Ainsi, la prise en compte de la biologie de synthèse dans les projets de conservation des espèces semble tout aussi primordiale que la prise en compte de la biodiversité dans les pratiques de la biologie de synthèse. Les organisateurs du colloque n’appréhendent la biologie de synthèse ni comme une solution miracle ni comme un problème à bannir, mais comme une discipline capable d’interagir avec les problématiques actuelles de sauvegarde de la biodiversité.
Les perspectives d’une « fabrique de vivants artificiels » à des fins de conservation des espèces font polémique comme le soulignent l’article de cadrage du colloque, qui rappelle les risques posés par la biologie de synthèse sur la biodiversité et les écosystèmes, et les commentaires que reçoit le site du Guardian, qui a publié plusieurs articles sur le sujet.
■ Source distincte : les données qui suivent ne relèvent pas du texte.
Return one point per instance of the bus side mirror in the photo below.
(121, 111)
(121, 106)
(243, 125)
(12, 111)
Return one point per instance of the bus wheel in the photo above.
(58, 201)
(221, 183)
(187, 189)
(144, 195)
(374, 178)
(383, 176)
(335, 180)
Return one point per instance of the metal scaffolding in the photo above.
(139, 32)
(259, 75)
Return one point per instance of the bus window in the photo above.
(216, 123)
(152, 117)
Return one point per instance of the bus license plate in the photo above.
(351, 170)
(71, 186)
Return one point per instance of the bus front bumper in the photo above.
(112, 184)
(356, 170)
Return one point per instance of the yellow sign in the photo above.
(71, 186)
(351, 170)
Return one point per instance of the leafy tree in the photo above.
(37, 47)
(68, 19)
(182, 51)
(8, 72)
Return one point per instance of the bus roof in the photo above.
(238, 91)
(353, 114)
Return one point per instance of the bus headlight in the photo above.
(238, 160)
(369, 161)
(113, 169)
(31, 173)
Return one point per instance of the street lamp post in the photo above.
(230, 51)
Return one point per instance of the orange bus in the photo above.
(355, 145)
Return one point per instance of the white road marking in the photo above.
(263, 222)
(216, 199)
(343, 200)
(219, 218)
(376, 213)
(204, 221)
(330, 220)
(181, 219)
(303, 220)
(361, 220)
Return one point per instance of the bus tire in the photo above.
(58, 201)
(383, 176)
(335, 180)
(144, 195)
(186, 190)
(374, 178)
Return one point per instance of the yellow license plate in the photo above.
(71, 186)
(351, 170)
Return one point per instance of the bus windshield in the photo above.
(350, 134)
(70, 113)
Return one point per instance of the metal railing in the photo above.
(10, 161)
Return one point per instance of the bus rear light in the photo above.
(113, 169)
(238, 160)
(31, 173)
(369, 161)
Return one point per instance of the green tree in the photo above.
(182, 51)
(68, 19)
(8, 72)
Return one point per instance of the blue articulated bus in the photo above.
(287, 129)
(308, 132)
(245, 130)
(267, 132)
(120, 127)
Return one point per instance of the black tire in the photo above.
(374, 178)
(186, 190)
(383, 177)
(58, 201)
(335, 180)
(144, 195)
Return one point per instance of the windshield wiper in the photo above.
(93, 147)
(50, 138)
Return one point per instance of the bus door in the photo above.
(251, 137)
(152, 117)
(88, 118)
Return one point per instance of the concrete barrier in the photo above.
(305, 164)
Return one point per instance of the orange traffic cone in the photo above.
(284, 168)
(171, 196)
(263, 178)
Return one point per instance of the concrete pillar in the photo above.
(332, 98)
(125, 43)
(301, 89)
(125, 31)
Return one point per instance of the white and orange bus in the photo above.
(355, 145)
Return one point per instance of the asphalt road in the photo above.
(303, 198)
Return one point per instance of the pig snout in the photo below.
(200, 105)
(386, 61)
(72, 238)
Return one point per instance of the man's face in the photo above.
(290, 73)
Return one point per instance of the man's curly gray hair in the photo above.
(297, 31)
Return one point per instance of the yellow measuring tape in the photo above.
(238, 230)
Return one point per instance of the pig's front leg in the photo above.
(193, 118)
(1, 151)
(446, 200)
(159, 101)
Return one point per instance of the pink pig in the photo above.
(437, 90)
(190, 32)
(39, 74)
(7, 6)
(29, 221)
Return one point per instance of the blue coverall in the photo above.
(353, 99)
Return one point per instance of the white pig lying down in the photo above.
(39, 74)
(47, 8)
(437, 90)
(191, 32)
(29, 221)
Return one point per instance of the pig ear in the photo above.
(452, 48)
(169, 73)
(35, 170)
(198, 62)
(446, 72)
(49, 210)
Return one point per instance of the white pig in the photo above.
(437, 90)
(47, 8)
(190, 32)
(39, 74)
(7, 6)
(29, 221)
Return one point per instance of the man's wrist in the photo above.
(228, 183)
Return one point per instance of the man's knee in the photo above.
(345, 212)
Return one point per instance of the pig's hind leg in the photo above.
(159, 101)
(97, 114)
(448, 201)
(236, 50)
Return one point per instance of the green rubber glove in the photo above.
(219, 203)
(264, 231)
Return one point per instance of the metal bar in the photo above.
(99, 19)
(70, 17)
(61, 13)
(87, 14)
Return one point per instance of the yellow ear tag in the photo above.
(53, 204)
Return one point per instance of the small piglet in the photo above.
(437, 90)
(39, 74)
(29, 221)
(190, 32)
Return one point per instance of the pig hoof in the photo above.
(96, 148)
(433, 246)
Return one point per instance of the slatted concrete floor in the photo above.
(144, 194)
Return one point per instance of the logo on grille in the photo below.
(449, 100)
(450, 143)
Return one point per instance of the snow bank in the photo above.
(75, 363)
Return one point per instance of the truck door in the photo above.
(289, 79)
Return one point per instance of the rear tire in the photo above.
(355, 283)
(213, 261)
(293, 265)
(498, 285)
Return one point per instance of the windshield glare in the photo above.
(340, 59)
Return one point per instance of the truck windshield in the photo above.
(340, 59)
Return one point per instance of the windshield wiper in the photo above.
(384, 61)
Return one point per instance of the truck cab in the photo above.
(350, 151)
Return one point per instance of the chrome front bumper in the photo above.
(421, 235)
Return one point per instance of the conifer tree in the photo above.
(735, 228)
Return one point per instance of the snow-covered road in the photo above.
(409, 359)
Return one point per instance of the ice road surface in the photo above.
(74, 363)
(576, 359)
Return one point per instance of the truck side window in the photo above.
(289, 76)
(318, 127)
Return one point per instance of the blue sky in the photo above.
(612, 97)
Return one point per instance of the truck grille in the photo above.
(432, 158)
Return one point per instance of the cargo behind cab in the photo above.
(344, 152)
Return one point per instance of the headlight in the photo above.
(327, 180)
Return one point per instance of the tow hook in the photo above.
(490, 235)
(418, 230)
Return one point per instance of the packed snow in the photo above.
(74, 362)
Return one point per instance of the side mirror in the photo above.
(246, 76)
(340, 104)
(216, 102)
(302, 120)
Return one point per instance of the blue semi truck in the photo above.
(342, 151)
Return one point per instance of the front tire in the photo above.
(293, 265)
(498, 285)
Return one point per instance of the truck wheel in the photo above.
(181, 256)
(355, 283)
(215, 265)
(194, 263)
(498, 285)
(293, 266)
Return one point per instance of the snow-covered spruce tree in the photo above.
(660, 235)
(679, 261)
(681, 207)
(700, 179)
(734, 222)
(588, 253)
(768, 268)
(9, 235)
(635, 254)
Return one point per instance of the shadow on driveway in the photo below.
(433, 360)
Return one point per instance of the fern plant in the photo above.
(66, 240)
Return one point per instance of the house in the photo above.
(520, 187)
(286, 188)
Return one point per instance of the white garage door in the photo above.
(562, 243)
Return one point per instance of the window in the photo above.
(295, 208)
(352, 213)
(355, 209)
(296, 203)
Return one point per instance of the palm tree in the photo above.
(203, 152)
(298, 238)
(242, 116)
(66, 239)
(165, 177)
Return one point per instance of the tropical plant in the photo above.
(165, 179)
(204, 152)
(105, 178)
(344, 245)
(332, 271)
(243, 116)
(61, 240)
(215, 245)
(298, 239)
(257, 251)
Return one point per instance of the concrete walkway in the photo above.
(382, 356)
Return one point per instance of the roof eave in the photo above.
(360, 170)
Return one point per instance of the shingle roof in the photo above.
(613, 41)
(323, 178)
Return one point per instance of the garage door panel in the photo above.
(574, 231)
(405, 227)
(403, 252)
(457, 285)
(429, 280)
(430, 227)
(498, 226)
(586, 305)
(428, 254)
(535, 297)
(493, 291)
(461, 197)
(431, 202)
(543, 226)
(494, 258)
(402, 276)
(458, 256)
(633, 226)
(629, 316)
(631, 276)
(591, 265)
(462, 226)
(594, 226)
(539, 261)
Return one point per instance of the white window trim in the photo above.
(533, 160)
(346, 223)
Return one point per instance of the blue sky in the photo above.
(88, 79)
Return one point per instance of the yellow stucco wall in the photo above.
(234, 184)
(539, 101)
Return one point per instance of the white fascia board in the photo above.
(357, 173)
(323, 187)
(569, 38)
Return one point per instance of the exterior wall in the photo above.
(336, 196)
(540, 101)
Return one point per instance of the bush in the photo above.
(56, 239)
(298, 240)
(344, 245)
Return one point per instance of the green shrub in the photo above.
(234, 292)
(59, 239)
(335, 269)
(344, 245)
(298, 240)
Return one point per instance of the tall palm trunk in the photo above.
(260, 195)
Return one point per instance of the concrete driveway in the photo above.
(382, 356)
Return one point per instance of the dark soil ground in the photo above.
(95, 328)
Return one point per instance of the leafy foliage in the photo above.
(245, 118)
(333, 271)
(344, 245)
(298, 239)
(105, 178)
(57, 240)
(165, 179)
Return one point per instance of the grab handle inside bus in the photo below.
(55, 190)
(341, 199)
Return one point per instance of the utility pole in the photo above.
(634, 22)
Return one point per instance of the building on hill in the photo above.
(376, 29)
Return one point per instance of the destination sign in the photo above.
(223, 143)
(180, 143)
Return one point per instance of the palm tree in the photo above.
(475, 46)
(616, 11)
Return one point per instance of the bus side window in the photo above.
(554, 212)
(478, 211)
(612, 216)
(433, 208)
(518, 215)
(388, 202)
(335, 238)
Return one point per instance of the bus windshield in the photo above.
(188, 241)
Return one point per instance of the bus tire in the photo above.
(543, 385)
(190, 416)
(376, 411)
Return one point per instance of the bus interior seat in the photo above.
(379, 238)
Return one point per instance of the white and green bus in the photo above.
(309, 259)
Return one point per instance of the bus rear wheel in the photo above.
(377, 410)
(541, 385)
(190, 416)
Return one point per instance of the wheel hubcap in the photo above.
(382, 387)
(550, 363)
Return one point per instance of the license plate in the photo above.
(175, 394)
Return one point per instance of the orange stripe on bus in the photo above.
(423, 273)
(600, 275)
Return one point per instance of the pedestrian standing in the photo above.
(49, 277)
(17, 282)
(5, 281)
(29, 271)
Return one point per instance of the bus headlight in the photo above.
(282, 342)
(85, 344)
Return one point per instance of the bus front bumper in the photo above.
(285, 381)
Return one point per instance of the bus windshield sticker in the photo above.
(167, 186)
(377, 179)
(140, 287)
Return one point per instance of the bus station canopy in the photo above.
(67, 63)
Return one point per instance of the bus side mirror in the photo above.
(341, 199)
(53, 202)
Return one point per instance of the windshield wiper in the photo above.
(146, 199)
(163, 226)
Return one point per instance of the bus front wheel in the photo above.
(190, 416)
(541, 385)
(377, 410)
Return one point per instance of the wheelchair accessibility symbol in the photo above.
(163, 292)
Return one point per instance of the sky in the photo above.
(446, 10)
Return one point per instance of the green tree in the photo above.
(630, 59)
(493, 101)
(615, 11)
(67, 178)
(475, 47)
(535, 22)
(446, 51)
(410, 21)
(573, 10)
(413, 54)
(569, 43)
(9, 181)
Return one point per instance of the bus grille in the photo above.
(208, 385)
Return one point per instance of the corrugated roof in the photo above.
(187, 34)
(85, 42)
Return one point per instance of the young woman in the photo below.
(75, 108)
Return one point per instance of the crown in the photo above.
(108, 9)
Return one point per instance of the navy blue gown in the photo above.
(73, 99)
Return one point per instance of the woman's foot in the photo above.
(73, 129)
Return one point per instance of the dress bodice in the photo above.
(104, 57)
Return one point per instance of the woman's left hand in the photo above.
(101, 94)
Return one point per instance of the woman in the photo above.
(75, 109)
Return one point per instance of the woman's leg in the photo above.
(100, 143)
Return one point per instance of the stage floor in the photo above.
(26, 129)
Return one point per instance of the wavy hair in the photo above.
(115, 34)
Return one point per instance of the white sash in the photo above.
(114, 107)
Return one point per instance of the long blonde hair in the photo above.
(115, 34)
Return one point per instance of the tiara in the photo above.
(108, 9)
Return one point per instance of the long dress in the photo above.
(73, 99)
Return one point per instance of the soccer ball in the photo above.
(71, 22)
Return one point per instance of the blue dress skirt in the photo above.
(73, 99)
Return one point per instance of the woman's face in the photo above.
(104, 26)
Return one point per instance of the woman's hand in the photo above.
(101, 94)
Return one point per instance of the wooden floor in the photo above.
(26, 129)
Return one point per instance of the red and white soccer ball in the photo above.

Certains y voient le risque de contaminations massives par des microorganismes artificiels. Que contrôle-t-on en effet quand une nouvelle souche microbienne surgit, comme on le voit aujourd’hui avec la souche grippale H7N9 ?, interroge un internaute. Jim Thomas, de l‘ONG ETC Group, estime qu’il serait nécessaire de parler dans un premier lieu de l’impact actuel du développement de la biologie de synthèse et de ses applications industrielles.
Les « pâles copies » d’espèces
(Photo : Grenouille endémique de Porto Rico (Eleutherodactylus juanariveroi). Crédit : Carlos Pacheco, USFWS)
L’une des perspectives âprement discutée est la reconstitution d’espèces, dont l’un des partisans, George Church, du MIT, est aussi un des artisans de la biologie de synthèse outre-Atlantique. Church va jusqu’à estimer probable qu’on puisse redonner vie par clonage à un homme de Néandertal à partir d’ADN fossile. Mais dans un article paru dans les blogs des invités de Mediapart, le 21 mars, Jacques Testart et Alain Dubois contestent ces « fausses bonnes idées », arguant que les espèces « ressuscitées » ne seront en réalité que de « pâles copies » des originales, puisque l’ADN ne peut apporter tous les éléments nécessaires à une reproduction parfaite. De plus, ce nouveau rêve prométhéen est une façon de ne pas s’occuper des problèmes actuels : « Plutôt que de tenter sans grand espoir de » ressusciter » les espèces éteintes, nous devrions nous préoccuper de réduire les extinctions en cours », affirment-ils.
Un commentateur de la liste de diffusion SynBioCritics, Pete Shanks, souligne quant à lui à la fois les aspects économiques d’une telle démarche, qui ne manqueront pas d’attirer les investisseurs, et les arguments psycho-sociaux, qui transforment cette action en une sorte de « compensation » des impacts environnementaux dont les gens se sentent responsables (3).
Cette discussion spécifique, qui n’est qu’une partie de celles qui sont au cœur des rapports entre conservation et biologie, souligne la diversité des points de vue face aux interventions sur le vivant. Elle survient alors que le ministère de l’enseignement supérieur et de la recherche, en France, met en place un Forum de dialogue sur la biologie de synthèse dans lequel les aspects sociaux et éthiques ont leur place. Une première session est prévue le jeudi 25 avril à 18h30 au CNAM (Paris), sous l’égide de l’Observatoire de la biologie de synthèse.
Stella d’Amore, coordinatrice des Assises du vivant 2013, VivAgora / Avril 2013
(1) R. McKie, Call for DNA biologists to join fight against deadly new threats to wildlife, The Guardian, 7 avril 2013.
(2) Framing paper prepared for a meeting between synthetic biology and conservation professionals, written by Kent H. Redford, William Adams, Georgina Mace, Rob Carlson, Steve Sanderson, and Steve Aldric.
(3) P. Shanks, Should We Be Trying to Bring Extinct Species Back to Life?, AlterNet, 8 Avril 2013.